You will be using an already cleaned up dataset containing 8×16 pixel binary images of letters. Examples of letters you would be recognising are   . Every sample is loaded into an array trainSamples(2|10) and testSamples(2|10), with every row representing an image (layed out in memory row-by-row, i.e. 16×8=128). This results in a 128-dimensional feature vector of pixel values. The ground truth (actual letters represented by the pixels) are in trainResponses(2|10)testResponses(2|10), for each of the data sets.

The sections of the code you need to complete are indicated with ‘TODO’.

  1. The first step in supervised machine learning is the training of a classifier. It can then be used to label unseen data. For this you will need to finish the CallNaiveBayes method. Use the NormalBayesClassifier class for this. The training, response and testing data are already layed out in the format expected by the classifier. [5]
  2. Once we have a classifier, it is important to understand how good it is at the task. One way to do this for multi-way classifiers is by looking at the confusion matrix. The confusion matrix lets you know what object are being misclassified as each other, and gives you ideas of what additional features to add. Another useful evaluation metric is the average F1 score for each of the classes. These have already been written for you, and the code will report these statistics for the classifier you use. You can see that the performance on a-vs-b classification is much better than that of 10 letters. [0]

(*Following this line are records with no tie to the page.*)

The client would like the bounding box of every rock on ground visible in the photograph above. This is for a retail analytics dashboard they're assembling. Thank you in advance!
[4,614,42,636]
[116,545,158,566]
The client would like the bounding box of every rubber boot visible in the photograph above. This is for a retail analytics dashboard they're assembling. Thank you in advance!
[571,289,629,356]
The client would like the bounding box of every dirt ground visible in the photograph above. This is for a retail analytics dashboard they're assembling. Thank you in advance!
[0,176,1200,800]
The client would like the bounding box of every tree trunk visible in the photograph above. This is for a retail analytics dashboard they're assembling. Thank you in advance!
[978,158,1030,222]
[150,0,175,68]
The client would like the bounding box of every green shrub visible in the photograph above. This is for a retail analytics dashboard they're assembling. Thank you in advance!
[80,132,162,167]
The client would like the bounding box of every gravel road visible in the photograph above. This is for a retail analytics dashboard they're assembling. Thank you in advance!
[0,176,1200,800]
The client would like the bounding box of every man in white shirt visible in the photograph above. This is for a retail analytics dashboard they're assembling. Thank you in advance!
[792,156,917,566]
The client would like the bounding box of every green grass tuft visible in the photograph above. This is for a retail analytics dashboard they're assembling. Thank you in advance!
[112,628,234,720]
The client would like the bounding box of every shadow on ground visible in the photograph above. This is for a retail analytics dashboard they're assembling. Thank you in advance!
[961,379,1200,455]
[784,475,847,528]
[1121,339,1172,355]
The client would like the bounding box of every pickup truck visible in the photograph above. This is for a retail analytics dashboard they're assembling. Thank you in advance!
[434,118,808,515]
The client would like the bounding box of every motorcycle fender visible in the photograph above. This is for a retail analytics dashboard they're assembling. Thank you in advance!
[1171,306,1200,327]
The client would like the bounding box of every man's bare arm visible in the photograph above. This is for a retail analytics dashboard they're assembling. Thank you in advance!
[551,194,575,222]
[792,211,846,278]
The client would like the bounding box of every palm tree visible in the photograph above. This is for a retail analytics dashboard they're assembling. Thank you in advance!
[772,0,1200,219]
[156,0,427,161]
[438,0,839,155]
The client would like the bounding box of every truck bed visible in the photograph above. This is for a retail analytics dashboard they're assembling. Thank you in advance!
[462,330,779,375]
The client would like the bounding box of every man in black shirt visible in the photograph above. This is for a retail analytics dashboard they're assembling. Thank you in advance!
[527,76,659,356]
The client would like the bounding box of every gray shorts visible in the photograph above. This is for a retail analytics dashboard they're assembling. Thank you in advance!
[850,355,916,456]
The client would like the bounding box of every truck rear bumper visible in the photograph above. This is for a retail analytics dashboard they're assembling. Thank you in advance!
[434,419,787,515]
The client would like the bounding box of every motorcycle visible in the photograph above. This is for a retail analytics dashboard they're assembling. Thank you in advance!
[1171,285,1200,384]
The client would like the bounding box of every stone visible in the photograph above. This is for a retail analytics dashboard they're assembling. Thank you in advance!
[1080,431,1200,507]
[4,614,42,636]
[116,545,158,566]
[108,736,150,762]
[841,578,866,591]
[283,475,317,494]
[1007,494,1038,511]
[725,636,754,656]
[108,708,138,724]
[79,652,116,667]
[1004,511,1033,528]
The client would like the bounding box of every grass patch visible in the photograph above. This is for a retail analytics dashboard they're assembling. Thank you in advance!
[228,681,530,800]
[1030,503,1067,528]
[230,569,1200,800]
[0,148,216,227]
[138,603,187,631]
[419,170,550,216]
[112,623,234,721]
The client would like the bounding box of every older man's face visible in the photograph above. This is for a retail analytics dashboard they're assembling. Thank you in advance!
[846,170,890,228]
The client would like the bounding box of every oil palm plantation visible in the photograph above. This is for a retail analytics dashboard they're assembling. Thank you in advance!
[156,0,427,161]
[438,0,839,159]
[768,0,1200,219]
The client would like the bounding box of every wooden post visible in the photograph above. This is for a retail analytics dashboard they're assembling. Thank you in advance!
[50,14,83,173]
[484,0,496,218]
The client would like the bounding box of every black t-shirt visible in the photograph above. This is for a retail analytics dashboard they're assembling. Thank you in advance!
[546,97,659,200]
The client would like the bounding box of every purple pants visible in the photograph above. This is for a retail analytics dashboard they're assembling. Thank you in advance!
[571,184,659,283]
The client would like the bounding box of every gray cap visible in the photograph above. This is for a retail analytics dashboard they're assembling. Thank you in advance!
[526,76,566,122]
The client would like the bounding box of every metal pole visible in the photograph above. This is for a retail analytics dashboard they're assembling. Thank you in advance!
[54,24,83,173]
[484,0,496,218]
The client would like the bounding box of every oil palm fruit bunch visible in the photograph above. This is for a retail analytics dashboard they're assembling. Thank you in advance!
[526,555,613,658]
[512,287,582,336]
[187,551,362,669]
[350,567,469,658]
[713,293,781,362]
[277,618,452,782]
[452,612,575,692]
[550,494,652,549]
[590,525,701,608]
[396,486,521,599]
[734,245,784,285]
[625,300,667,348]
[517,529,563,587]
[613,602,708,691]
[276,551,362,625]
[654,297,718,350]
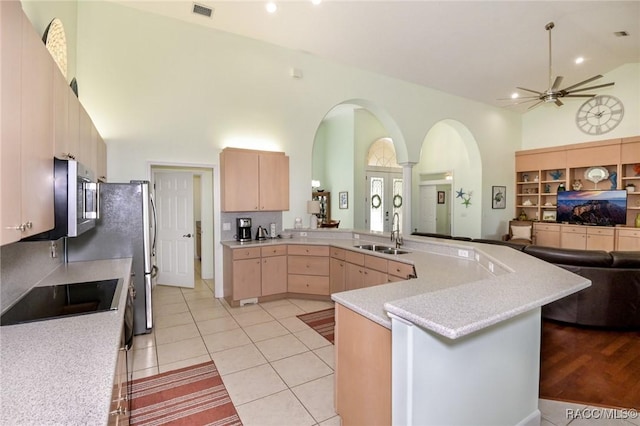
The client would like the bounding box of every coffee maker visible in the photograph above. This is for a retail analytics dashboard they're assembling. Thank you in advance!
[236,217,251,242]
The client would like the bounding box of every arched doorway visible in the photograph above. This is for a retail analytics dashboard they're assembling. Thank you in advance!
[412,120,483,238]
[311,99,407,229]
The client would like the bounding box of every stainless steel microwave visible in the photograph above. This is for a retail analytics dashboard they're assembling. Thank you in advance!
[26,158,99,241]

  3. Currently we are using the pixel values directly for the character recognition. Come up with additional features to improve the classification accuracy, such as say height and width, or even a number of contours – feel free to experiment. Just concatenate features as new columns to the data or replace some of the less informative existing pixels by the new features. Add your modifications to the feature vectors using the stub function PreprocessData, and this will be used by the classifier; examples of how to iterate over the data are shown in this method. Be careful as the NormalBayesClassifier expects training data to be in floating-point format. [10]